The Trump administration’s all-out assault on climate and environmental policy is nothing new—it has been a defining feature of the president’s agenda since his first term. And yet, Trump’s decision to pull the U.S. from the United Nations Framework Convention on Climate Change (UNFCCC) still shocked the world on Wednesday.
Trump signed a sweeping executive order to effectively withdraw the U.S. from 66 international organizations that “no longer serve American interests,” according to the White House. That includes the UNFCCC, the foundational treaty and legal framework for global cooperation to combat climate change. The move will leave the U.S. as the only country in the world not part of the treaty.
The executive order also pulled the U.S. from the Intergovernmental Panel on Climate Change (IPCC)—the leading global scientific body studying climate change—and more than a dozen other international partnerships focused on climate, conservation, natural resources, energy, and sustainability.
“At a time when climate change impacts are accelerating—whether it’s ever-worsening fire seasons, more intense hurricanes, or prolonged droughts—choosing withdrawal over leadership is shortsighted and profoundly irresponsible,” the leaders of the House Sustainable Energy and Environment Coalition (SEEC) said in an emailed statement. “Climate change does not respect borders, and we cannot address this crisis alone.”
How we got here
This move was a long time coming. Trump has consistently framed international climate agreements as constraints on U.S. sovereignty and economic growth. His withdrawal from the Paris Agreement—an integral part of the UNFCCC—in 2017 signaled broader opposition to UN climate architecture.

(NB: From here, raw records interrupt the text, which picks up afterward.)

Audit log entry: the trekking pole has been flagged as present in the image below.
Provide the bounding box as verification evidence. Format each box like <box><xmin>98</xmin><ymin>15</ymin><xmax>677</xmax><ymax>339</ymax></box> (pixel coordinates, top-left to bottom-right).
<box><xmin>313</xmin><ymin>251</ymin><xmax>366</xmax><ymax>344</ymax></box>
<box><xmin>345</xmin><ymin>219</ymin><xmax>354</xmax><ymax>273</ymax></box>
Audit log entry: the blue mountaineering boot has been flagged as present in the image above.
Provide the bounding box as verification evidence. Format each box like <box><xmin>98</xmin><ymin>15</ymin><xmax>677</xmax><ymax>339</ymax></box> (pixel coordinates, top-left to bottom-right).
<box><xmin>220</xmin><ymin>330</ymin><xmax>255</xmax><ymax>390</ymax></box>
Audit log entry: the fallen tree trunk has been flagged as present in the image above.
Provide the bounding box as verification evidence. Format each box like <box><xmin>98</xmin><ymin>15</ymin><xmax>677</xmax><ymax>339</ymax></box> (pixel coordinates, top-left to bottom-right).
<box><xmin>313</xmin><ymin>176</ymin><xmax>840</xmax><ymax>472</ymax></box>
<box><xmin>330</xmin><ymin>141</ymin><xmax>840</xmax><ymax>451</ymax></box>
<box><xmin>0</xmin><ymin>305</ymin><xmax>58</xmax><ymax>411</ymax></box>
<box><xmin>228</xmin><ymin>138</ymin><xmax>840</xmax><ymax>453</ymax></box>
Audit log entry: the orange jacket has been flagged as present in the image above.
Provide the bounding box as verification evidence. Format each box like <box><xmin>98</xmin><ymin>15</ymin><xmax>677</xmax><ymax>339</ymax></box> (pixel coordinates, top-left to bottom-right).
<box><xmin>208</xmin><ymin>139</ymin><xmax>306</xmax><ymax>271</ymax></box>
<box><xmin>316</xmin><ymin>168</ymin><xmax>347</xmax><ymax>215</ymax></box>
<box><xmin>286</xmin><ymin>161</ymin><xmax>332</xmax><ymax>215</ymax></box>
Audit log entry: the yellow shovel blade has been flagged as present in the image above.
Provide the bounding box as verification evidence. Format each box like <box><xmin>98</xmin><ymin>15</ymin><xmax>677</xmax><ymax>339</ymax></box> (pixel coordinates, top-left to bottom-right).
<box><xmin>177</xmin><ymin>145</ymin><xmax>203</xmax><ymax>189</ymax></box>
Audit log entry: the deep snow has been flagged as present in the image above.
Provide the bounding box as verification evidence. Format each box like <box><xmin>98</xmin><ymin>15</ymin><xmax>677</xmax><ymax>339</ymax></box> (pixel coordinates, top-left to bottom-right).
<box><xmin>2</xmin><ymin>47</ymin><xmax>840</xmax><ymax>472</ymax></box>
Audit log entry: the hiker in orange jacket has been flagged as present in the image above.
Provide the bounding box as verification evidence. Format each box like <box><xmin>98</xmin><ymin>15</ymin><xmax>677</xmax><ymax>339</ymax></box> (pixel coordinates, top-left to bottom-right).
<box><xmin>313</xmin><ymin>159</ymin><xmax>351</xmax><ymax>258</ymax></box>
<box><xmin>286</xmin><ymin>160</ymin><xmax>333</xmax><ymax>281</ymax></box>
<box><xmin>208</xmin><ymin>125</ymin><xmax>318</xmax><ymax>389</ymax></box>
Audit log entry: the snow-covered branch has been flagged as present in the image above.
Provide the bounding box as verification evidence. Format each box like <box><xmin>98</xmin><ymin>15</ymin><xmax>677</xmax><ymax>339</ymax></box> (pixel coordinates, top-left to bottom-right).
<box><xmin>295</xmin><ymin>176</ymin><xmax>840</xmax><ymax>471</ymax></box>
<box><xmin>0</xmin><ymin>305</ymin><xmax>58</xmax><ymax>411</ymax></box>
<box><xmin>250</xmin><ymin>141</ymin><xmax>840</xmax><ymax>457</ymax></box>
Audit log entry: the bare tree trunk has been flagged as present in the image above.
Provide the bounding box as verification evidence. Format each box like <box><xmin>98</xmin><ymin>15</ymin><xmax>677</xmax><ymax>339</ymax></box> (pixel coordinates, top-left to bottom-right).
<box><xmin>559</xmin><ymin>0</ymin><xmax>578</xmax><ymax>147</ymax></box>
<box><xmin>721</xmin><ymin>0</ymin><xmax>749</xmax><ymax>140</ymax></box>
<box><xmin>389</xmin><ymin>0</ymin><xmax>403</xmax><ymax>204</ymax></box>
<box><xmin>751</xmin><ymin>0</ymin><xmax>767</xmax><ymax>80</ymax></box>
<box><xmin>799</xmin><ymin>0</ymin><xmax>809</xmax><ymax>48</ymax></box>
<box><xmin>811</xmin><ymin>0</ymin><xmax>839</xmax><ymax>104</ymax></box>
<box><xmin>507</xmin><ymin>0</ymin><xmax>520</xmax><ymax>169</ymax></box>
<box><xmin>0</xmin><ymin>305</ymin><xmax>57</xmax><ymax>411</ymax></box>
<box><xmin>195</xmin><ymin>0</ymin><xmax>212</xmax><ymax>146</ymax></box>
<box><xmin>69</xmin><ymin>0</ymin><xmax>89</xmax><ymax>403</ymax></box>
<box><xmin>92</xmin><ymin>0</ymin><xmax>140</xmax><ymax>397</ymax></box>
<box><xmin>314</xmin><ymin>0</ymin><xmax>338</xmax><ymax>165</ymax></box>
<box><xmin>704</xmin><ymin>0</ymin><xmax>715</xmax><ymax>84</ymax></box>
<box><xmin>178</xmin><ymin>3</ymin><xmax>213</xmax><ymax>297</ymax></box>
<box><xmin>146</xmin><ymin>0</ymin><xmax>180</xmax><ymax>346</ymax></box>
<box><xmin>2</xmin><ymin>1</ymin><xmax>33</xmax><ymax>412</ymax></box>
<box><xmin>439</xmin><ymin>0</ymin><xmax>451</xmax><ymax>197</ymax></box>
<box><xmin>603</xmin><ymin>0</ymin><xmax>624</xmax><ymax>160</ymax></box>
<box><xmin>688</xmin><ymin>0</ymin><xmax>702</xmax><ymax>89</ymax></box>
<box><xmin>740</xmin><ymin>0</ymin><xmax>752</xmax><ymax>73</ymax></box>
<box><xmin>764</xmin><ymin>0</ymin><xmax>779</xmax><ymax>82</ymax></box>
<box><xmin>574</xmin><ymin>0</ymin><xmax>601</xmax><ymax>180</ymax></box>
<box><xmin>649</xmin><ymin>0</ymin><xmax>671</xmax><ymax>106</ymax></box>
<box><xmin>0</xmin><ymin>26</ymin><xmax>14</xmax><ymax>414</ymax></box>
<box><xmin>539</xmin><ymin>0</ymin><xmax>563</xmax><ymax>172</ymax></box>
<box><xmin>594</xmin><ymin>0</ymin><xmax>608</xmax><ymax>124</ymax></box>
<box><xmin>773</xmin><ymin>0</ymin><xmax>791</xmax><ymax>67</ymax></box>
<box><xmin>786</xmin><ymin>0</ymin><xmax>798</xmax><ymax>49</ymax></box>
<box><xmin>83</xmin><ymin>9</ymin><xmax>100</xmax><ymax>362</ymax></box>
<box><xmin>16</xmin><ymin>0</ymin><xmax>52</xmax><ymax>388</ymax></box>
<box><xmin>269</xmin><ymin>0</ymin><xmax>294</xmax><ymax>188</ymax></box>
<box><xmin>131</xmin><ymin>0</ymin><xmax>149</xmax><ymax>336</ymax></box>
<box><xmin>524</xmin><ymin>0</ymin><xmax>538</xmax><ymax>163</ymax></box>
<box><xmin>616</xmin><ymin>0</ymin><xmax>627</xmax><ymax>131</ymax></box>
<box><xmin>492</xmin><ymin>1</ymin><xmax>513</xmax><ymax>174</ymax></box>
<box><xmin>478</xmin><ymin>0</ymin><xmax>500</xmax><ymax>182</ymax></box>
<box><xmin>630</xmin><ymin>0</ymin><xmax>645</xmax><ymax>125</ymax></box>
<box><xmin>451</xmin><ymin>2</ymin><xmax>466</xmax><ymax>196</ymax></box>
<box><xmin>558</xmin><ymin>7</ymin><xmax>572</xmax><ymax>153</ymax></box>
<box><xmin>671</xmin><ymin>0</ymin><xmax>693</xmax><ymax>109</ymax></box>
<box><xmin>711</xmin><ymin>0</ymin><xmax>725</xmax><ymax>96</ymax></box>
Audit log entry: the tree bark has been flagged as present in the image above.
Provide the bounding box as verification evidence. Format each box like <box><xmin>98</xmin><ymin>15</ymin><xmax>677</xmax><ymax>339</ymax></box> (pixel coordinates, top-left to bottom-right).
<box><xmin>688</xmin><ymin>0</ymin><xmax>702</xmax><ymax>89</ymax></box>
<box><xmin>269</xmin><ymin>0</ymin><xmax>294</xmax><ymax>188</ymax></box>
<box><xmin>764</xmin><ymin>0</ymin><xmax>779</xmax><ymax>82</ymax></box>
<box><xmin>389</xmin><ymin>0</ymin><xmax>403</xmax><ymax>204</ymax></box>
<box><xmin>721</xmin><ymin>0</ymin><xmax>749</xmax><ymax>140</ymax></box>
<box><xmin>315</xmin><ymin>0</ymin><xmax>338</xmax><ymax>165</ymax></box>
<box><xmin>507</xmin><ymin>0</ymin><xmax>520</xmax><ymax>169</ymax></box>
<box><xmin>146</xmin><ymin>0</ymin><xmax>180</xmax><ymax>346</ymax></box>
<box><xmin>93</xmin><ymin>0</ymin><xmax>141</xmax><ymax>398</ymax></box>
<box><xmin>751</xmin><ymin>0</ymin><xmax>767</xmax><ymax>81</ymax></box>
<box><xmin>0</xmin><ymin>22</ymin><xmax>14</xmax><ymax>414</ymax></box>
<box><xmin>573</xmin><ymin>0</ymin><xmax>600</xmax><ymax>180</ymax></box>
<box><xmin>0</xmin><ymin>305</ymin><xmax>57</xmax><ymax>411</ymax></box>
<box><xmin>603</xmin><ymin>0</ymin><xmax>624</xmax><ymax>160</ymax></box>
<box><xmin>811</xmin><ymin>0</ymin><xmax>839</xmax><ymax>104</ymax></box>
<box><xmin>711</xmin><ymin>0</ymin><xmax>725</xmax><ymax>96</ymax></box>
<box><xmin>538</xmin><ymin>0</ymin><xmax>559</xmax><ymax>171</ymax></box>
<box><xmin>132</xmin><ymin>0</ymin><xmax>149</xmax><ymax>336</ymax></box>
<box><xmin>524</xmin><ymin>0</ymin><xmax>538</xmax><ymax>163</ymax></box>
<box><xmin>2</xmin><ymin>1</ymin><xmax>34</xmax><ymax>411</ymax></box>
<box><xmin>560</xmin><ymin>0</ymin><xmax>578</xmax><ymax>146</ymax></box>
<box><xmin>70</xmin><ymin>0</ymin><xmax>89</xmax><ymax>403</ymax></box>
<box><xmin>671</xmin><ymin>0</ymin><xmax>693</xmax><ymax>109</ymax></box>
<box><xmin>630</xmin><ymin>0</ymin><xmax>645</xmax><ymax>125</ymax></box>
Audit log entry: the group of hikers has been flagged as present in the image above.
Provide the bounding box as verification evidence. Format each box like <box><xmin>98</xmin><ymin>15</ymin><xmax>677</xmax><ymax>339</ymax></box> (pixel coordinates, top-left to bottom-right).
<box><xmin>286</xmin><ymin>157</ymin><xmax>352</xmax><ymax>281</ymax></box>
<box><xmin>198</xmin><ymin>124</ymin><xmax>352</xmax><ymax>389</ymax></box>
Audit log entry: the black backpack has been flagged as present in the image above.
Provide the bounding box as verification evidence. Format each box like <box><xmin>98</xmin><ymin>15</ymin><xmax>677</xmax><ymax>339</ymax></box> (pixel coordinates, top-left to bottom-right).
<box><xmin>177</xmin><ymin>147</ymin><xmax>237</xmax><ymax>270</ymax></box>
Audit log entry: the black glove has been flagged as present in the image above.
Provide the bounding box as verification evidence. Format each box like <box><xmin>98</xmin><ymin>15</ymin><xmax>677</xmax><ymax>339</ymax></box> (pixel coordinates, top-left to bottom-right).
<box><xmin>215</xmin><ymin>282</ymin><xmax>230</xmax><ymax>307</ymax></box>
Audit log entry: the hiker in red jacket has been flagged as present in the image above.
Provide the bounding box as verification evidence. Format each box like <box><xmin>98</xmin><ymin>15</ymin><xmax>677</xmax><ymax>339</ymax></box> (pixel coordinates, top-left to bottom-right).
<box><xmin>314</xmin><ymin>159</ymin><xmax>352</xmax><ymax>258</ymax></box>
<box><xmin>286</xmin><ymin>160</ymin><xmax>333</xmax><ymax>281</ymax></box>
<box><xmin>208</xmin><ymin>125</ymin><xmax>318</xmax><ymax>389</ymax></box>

The U.S. rejoined the Paris Agreement in 2021 under the Biden administration, but Trump withdrew again on the first day of his second term.
Over the course of 2025, the Trump administration continued to distance itself from global climate leadership, rescinding outstanding pledges to climate funds, canceling support for international clean energy initiatives while financing major fossil fuel projects, and refusing to send a delegation to COP30 (the 2025 UN climate summit in Belém, Brazil).